Wouldn't that be the equivalent of thinking that a Pascal's wager will keep it in check?

Comment author: Stuart_Armstrong 11 March 2015 10:25:22AM 0 points [-]
Comment author: djm 10 March 2015 11:02:46AM 0 points [-]

I agree that useful behavior could come of this - religion has always been a very effective control mechanism.

The main criticism of religion is that it's untrue, and that a dedicated observer will realise this

Unfortunately, it would be a challenging problem to maintain this control over an increasingly intelligent AI.

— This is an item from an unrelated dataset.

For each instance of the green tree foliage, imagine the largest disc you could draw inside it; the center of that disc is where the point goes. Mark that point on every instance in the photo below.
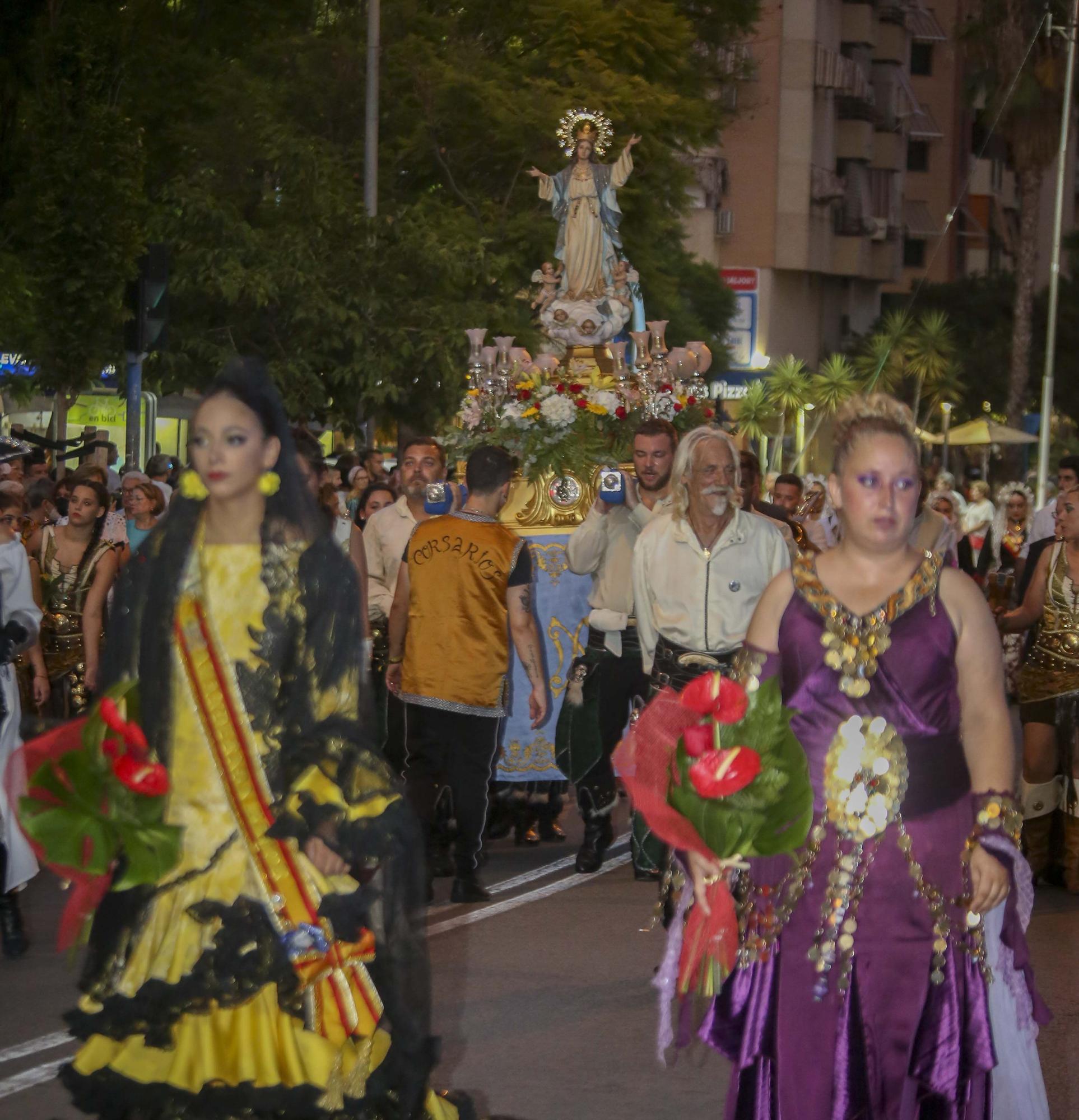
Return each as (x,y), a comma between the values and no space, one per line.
(252,167)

Comment author: Stuart_Armstrong 10 March 2015 11:19:22AM 0 points [-]
Comment author: djm 10 March 2015 12:30:37PM 0 points [-]

That would likely work for initial versions of an AI, but I still cant help feeling that this is just tampering with the signal and that an advanced AI would detect this.

Would it not question the purpose of the utility function around detecting thermodynamic miracles - how would this work with its utility function to detect tampering or false data.

If I saw a miracle, I would [hope] my thinking would follow the logic below

a) it must be a trick/publicity stunt done with special effects b) I am having some sort of dream / mental breakdown / psychotic episode c) some other explanation I don't of

I don't think an intelligent agent would or should jump to "it's a miracle", and I would be concerned of its response if/when it does realise that it has been tricked all along.

Comment author: Stuart_Armstrong 10 March 2015 03:15:06PM 0 points [-]

Would it not question the purpose of the utility function around detecting thermodynamic miracles

Probably, but it's not programmed to care about that.

If I saw a miracle

Remember, it's not seeing a miracle. It's more that its decisions only matter if a miracle happened, so it's assuming that a miracle happened for decision making purposes.